Despite his expulsion from the USSR Writers' Union, Pasternak continued to remain a member of the Literary Fund, receive fees, and publish. The idea repeatedly expressed by his persecutors that Pasternak would probably want to leave the USSR was rejected by him - Pasternak wrote in a letter addressed to Khrushchev: “Leaving the Motherland for me is tantamount to death. I am connected with Russia by birth, life, and work.”

Because of the poem “Nobel Prize” published in the West, Pasternak was summoned to the USSR Prosecutor General R. A. Rudenko in February 1959, where he was threatened with charges under Article 64 “Treason”, but this event had no consequences for him, perhaps because the poem was published without his permission.

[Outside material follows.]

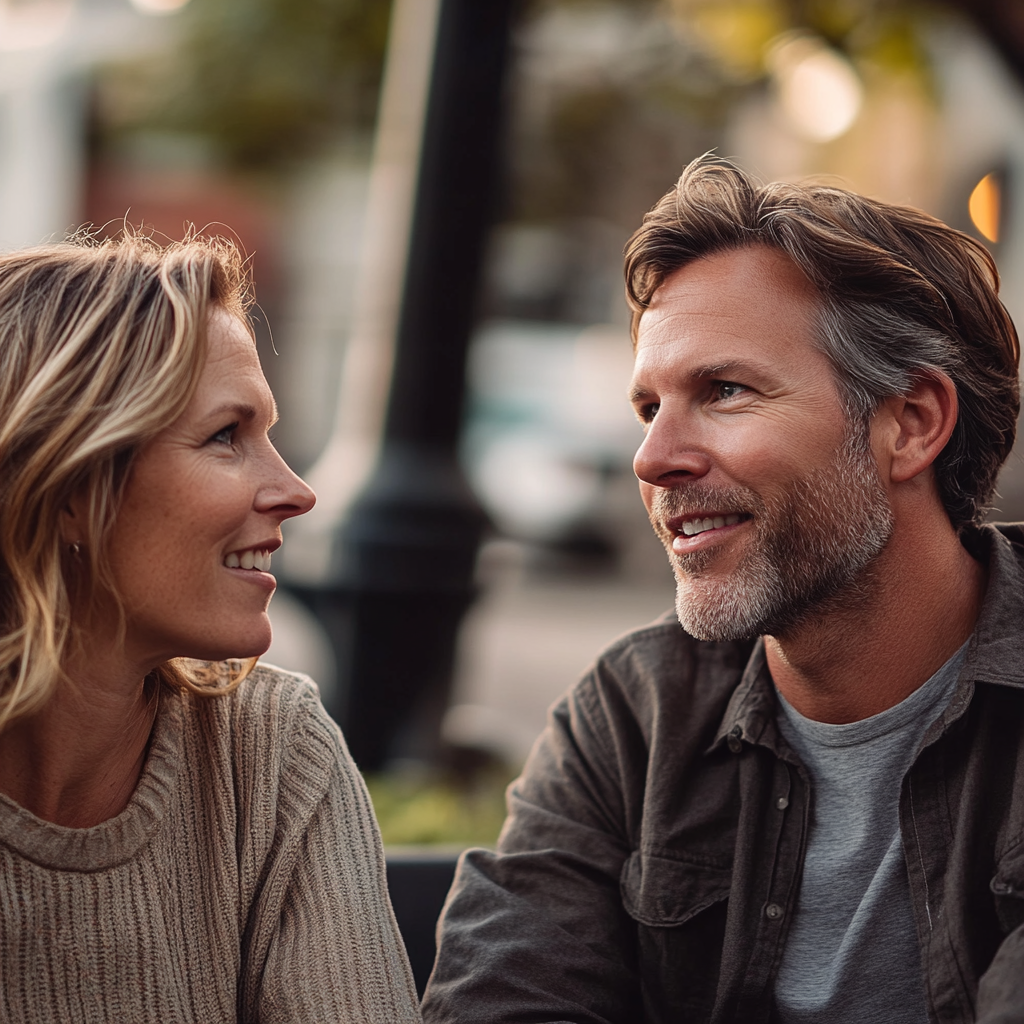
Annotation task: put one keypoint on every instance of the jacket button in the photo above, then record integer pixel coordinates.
(734, 736)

Boris Pasternak died on May 30, 1960 from lung cancer. According to the author of a book from the ZhZL series dedicated to the writer, Dmitry Bykov, Pasternak’s disease developed due to nervousness after several years of continuous persecution.

Despite the writer’s disgrace, Bulat Okudzhava, Naum Korzhavin, Andrei Voznesensky and his other colleagues came to his funeral at the cemetery in Peredelkino.

In 1966, his wife Zinaida died. The authorities refused to pay her a pension after she became a widow, despite petitions from a number of famous writers. At 38, approximately the same age as Yuri Zhivago in the novel, his son Leonid also died.

Pasternak's exclusion from the Writers' Union was canceled in 1987; a year later, Novy Mir published the novel Doctor Zhivago for the first time in the USSR. On December 9, 1989, the diploma and medal of the Nobel laureate were awarded in Stockholm to the writer’s son, Evgeniy Pasternak.